O segundo discute-se assim. – Parece que a inveja não é pecado.
1. – Pois, diz Jerônimo Tenha companheiras com as quais aprenda, a que inveje e cujos ardores as estimulem: Ora, ninguém deve ser solicitado a pecar. Logo, a inveja não é pecado.
2. Demais. – A inveja é a tristeza causada pelos bens alheios, como diz Damasceno: Ora, esta às vezes é louvável; pois, diz a Escritura: quando os ímpios tomarem o governo, gemerá o povo.
3. Demais. – A inveja designa um certo zelo. Ora, há um zelo bom, conforme aquilo da Escritura: O zelo da tua casa me devorou. Logo, a inveja nem sempre é pecado.
4. Demais. – A pena se divide da culpa, por oposição. Ora, a inveja é uma pena, conforme diz Gregório. Quando a gangrena da inveja corrompeu o coração que dela se deixou vencer, o próprio exterior também indica quão gravemente a vesânia excita a alma. Pois, a coloração do rosto degenera em palidez, os olhos se abalem, o espírito se inflama, os membros esfriam, o delírio se apodera da imaginação e os dentes rangem. Logo, a inveja não é pecado.
Mas, em contrário, a Escritura: Não nos façamos cobiçosos da vanglória, provocando-nos uns aos outros, tendo inveja uns dos outros.
SOLUÇÃO. – Como já dissemos, a inveja é uma certa tristeza causada pelos bens alheios. Ora, esta tristeza pode sobrevir de quatro modos.
De um modo, quando sofremos com o bem alheio, por temermos que nos cause algum dano a nós, ou ainda a outros bens.
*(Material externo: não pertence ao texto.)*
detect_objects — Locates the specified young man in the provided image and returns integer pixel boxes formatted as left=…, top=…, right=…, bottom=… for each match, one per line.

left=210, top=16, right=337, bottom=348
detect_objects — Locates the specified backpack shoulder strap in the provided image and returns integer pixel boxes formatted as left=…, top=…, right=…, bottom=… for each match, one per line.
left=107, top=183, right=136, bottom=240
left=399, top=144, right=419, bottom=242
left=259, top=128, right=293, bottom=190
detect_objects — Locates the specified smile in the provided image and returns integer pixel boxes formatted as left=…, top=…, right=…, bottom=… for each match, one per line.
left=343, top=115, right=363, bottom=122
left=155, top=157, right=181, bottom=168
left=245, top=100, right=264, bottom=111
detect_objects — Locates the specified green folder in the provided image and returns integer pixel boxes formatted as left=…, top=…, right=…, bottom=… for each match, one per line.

Ora, tal tristeza não é inveja, como dissemos, e pode existir sem pecado. Por onde, diz Gregório: Costuma acontecer muitas vezes que, sem perdermos a caridade, a ruína do inimigo nos alegre, e também que, sem a culpa da inveja, a sua glória nos contriste; porque, quando ele rui, cremos que certos lerão o bem de se levantar e se se excalça, tememos não sejam muitos oprimidos injustamente.
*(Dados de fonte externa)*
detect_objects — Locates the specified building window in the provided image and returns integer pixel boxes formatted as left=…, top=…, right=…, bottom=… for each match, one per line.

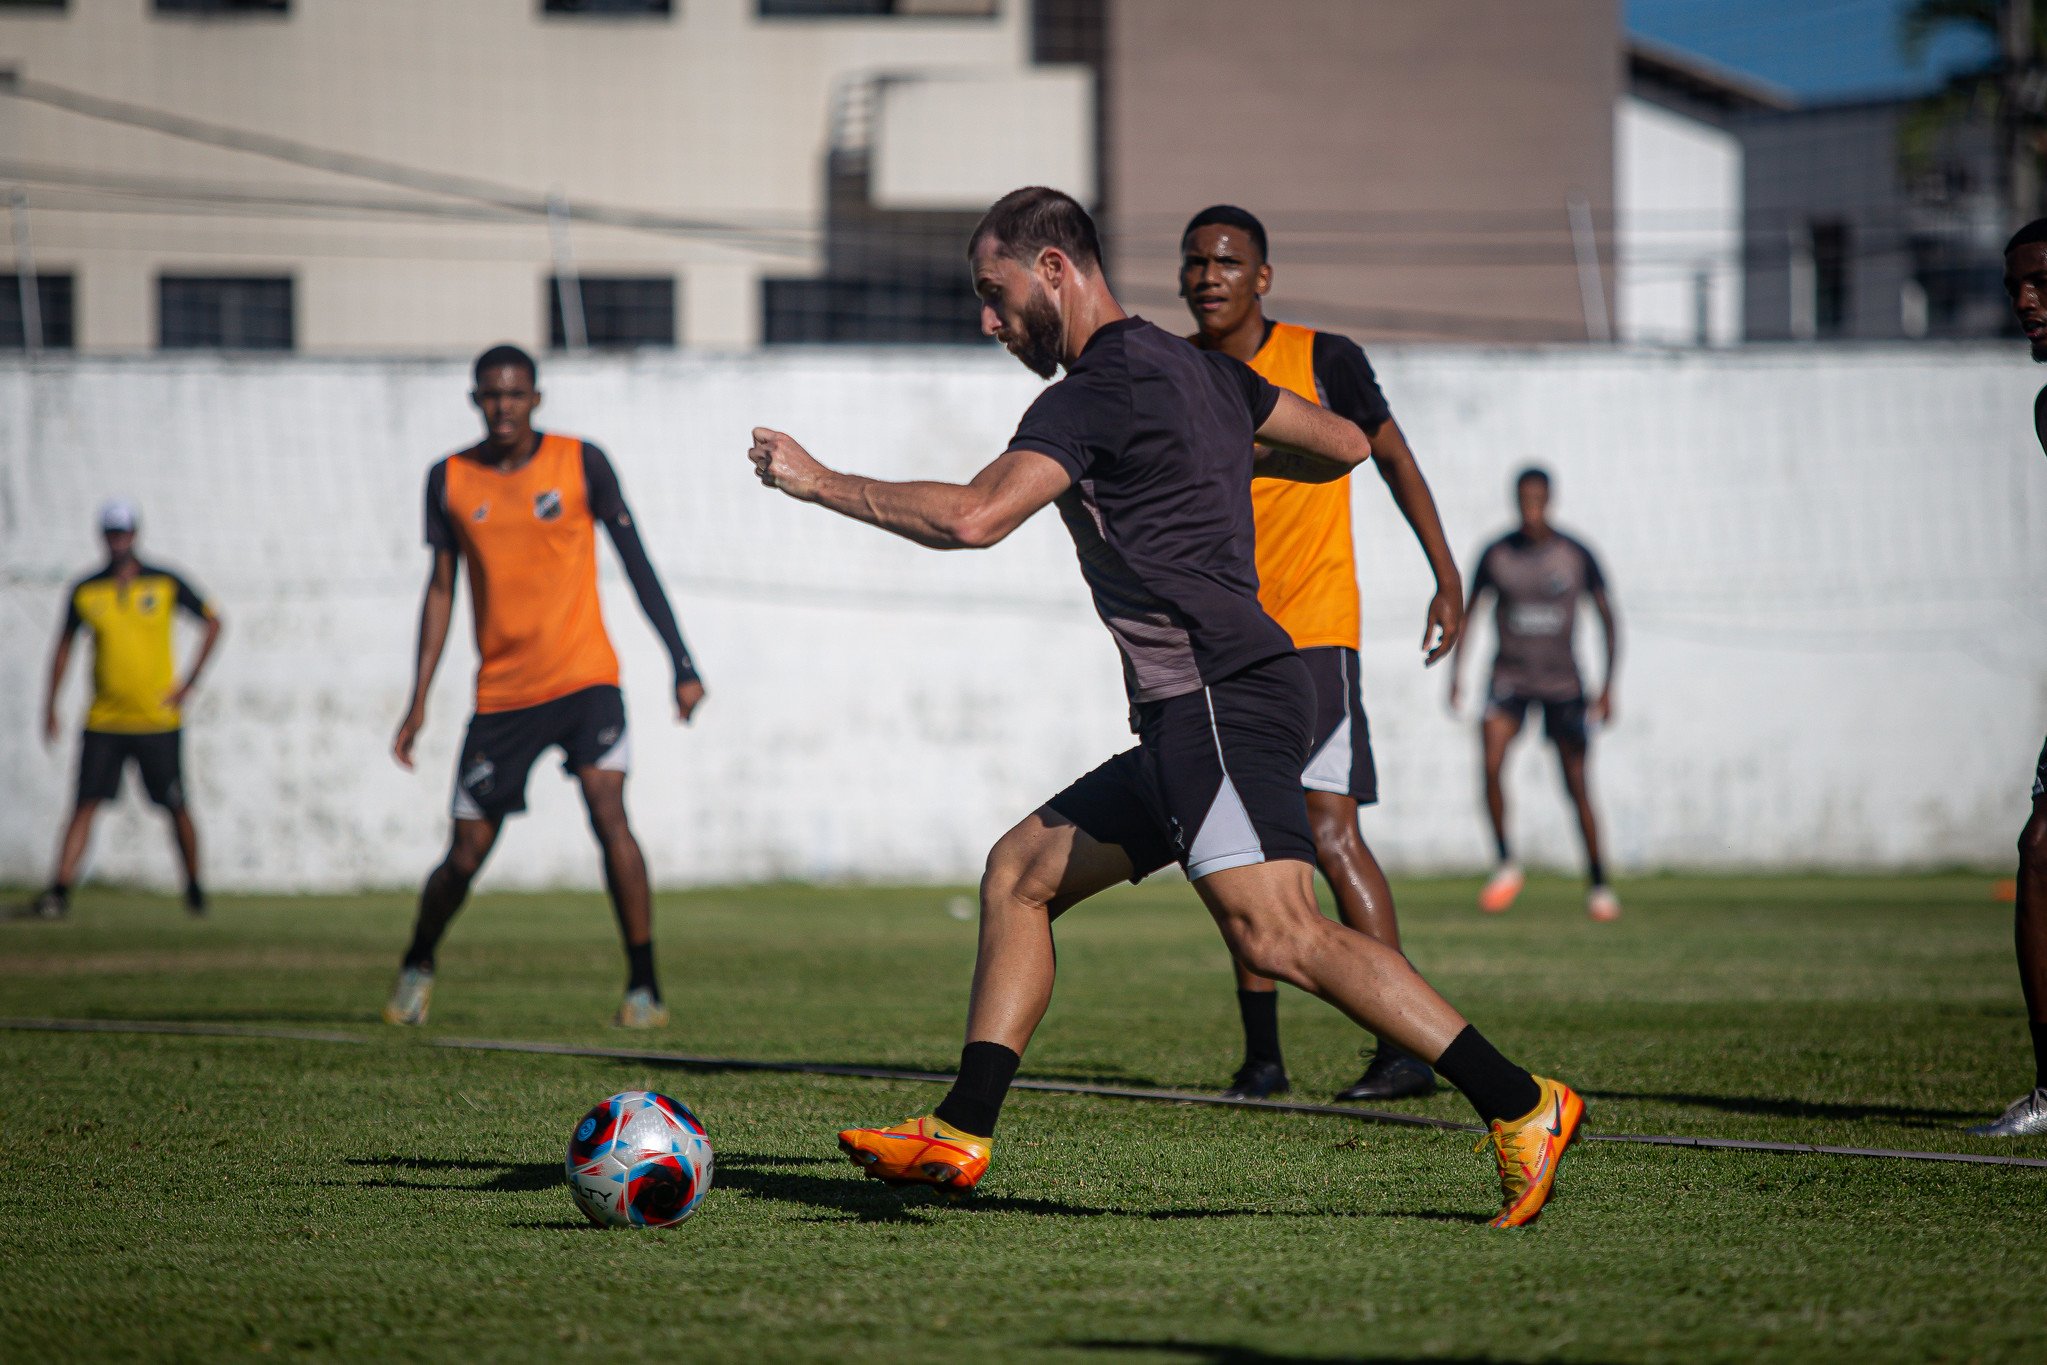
left=760, top=0, right=995, bottom=17
left=542, top=0, right=671, bottom=13
left=1810, top=220, right=1849, bottom=337
left=549, top=276, right=676, bottom=348
left=0, top=274, right=75, bottom=349
left=762, top=276, right=981, bottom=344
left=159, top=276, right=293, bottom=350
left=155, top=1, right=288, bottom=12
De outro modo, podemos nos entristecer com o bem alheio, não porque outrem possua um bem, mas por estarmos nós privados dele. O que é propriamente o zelo, como diz o Filósofo E se esse zelo for concernente a bens honestos, é louvável, conforme aquilo do Apostolo: anelai aos dons espirituais. Se, porém disser respeito aos bens temporais, pode implicar ou não, o pecado.
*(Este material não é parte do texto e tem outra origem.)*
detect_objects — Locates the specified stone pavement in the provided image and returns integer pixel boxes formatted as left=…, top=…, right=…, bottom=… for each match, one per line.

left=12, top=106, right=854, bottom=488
De terceiro modo, entristecemo-nos com o bem de outrem, quando o que o obtém é indigno; e essa tristeza não pode ser produzida pelos bens honestos, ela, que nos torna justos; mas, como diz o Filósofo: é relativa às riquezas e bens semelhantes, que podem ser possuídos tanto por dignos como por indignos deles. E essa tristeza, segundo o Filósofo, se chama némese e tem por objeto os bons costumes. Mas isto ele diz, considerando os bens temporais em si mesmos, enquanto podem parecer grandes aos que não levam em conta os bens eternos. Mas, segundo a doutrina da fé, os bens temporais, que caem em partilha aos indignos, são assim dispostos pela justa ordenação de Deus, quer para a correção, quer para a danação deles. E tais bens são quase nada em comparação com os futuros, dados aos bons. Por isso, tal tristeza é proibida na Sagrada Escritura, conforme aquilo Não queiras invejar aos malignos nem invejes aos que obram iniquidades. E noutro lugar: Por pouco se não transtornaram os meus passos, porque tive zelo sobre os iníquos, vendo a paz dos pecadores.
E de quarto modo, entristecemo-nos com os bens de outrem, quando esses bens excedem aos nossos. E isto é propriamente inveja e é sempre mau, como também o reconhece o Filósofo porque nos condoemos com o que devia nos alegrar, isto é, com o bem do próximo.
DONDE A RESPOSTA À PRIMEIRA OBJEÇÃO. – No lugar citado a inveja é considerada como o zelo com que devemos nos excitar para progredir com os melhores.
RESPOSTA À SEGUNDA. – A objeção colhe quanto à tristeza causada pelos bens alheios, conforme ao primeiro modo.
RESPOSTA À TERCEIRA. – A inveja difere do zelo, como se disse. Por onde, há certo zelo que pode ser bom. Mas a inveja é sempre má.
RESPOSTA À QUARTA. – Nada impede seja um pecado também pena em razão de alguma circunstância que se lhe acrescente como já dissemos quando tratamos dos pecados.